Little things I've learned while studying the Spanish language.

  • In the United States, Friday the 13th evokes feelings of anxiety in some people. In Hispanic countries, bad luck is associated with Tuesday the 13th. That is why the movie Friday the 13th was translated into Spanish as Martes 13!! There is a saying in Spanish that refers to Tuesday as being the day of bad luck: "Martes, ni te cases, ni te embarques, ni de tu casa te apartes." (On Tuesdays, don't get married, don't take a trip, and don't leave your home.)
  • El chocolate means "chocolate" as one might guess, but it's also the word for "hashish"!

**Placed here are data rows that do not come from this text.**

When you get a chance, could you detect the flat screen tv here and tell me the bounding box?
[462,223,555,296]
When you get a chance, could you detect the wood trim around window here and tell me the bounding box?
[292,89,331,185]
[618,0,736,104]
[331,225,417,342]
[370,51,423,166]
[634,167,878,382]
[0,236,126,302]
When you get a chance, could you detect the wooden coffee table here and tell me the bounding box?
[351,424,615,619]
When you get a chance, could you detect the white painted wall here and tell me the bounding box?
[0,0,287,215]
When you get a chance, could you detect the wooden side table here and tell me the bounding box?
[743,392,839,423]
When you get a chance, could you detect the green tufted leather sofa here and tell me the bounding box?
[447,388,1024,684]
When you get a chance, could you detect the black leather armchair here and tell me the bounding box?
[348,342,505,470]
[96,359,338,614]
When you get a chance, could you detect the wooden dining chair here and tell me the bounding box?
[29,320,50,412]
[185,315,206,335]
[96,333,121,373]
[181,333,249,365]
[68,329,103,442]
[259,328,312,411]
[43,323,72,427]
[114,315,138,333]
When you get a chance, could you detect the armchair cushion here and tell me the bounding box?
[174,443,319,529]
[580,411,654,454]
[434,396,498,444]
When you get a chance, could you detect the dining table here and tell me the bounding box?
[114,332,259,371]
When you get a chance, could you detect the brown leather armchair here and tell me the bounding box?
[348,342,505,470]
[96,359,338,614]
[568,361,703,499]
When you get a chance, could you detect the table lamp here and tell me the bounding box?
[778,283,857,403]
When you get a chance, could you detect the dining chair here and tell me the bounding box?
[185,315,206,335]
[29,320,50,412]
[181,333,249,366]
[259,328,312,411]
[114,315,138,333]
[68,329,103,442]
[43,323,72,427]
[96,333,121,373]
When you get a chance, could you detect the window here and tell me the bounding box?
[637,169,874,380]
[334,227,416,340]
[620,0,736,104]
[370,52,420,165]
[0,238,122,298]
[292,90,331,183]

  • Students in Spain are taught to write out long division in the opposite direction of students in the United States. We carry the multiplier DOWN, they carry it UP.
  • Swimming pun: This pun is based on the double play of the words "nada" and "traje". "Nada" means both the third person of the verb "nadar" (to swim) and "nothing". And "traje" can be the past tense of the verb "traer" (to bring) and also means "suit".
    • ¿No nada nada? - You are not swimming at all?
    • No traje traje. - I didn't bring [my] swimsuit.
  • Some of the terms used in chess come from a combination of Arabic and Spanish words. "Checkmate", for example, is derived from the Arabic word sheik (king) and from the Spanish word matar (to kill). That's why you say "checkmate" when the king is captured at the end of the game!
  • Some Spanish cities refer to the street level floor as planta baja (ground floor), and the first floor is the one immediately above it. Keep in mind the second floor may be the "first floor" when trying to find an address!
  • Mas vale pajaro en mano, que cien volando. (A bird in the hand is worth more than one hundred flying.)
  • ¿Y eso con que se come? - (What on earth is that?) (Literally: And what do you eat that with?) Say this when you run across something absurd or unknown.
  • Letter Y - in Spanish is called "i griega" - literally, "Greek i" - named because it's pronunciation was that of the Greek "I", not the Spanish "I".